A huge corporation is about to fleece Nevadans for billions of dollars. Democrats couldn’t be happier.

NV Energy recently upped the estimated cost of its transmission project, dubbed Greenlink Nevada. The company, which is owned by Warren Buffett’s Berkshire Hathaway, once said it would cost around $2.5 billion. In February, it pushed the price up to $2.9 billion. Now, it says the price will be $4.2 billion.

For most companies, cost overruns like these could lead to bankruptcy. But not NV Energy. It’s a monopoly that receives a return on equity of 9.5 percent. The more it spends, the more it makes. John Tsoukalis, an energy consultant with The Brattle Group, projected Greenlink will hike NV Energy’s revenues by more than $900 million over its lifetime.

This is not the free market.

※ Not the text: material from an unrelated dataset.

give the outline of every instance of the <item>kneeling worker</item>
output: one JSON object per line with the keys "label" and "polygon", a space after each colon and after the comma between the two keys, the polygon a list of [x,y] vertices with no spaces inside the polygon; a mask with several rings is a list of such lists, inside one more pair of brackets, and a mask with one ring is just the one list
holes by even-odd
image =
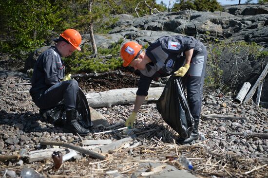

When firms compete, profit is a company’s reward for best meeting the demands of customers. Earnings aren’t guaranteed in perpetuity. But in Buffett’s monopoly, additional profit comes from forcing customers to pay more.

One might expect that Democrats would be vocally opposed to an out-of-state company exploiting Nevadans. Not in this case.

Greenlink wouldn’t be necessary if it weren’t the renewable portfolio laws championed by leftists, specifically green energy supporters. Nevada law requires that 50 percent of electricity come from renewable sources by 2030. The Legislature passed that standard 2019. In 2018 and 2020, voters approved putting it in the state constitution. Elected Republicans haven’t covered themselves in glory either. Most have gone along meekly rather than trying to stop these massive and predictable price hikes.

Green energy, however, has a big problem. It’s not reliable. In a November 2023 report, the Western Electricity Coordinating Council noted that Western power providers intend to retire lots of natural gas- and coal-powered plants in future years and replace them with “variable resources,” such as solar and wind.

“Variable resources cannot be called on and dispatched to meet demand the same way traditional resources can,” the report states. Accordingly, “current resource plans are not sufficient to meet future demand over each of the next 10 years.”

Specifically, “starting in 2026, the number and magnitude of demand-at-risk hours increase by orders of magnitude,” the report reads.

Translated: The possibility of rolling blackouts is going to explode in a couple of years thanks to governments pushing green energy.

The obvious answer is to build reliable power plants that can keep the lights on. NV Energy knows how to do this. It currently wants $573 million to build two new natural gas turbines. But because 50 percent of Nevada’s energy is supposed to be “renewable” by 2030, the company wants Greenlink to move renewable energy from one part of the state to another.

That’s it. That’s why you’ll be paying $4.2 billion — plus interest. An attempt to mitigate the unreliability of green energy. So much for the savings promised by renewable portfolio standard supporters.

The idea that green energy can reliably and affordably meet the state’s energy needs is a scam. This one project alone is going to needlessly cost ratepayers billions.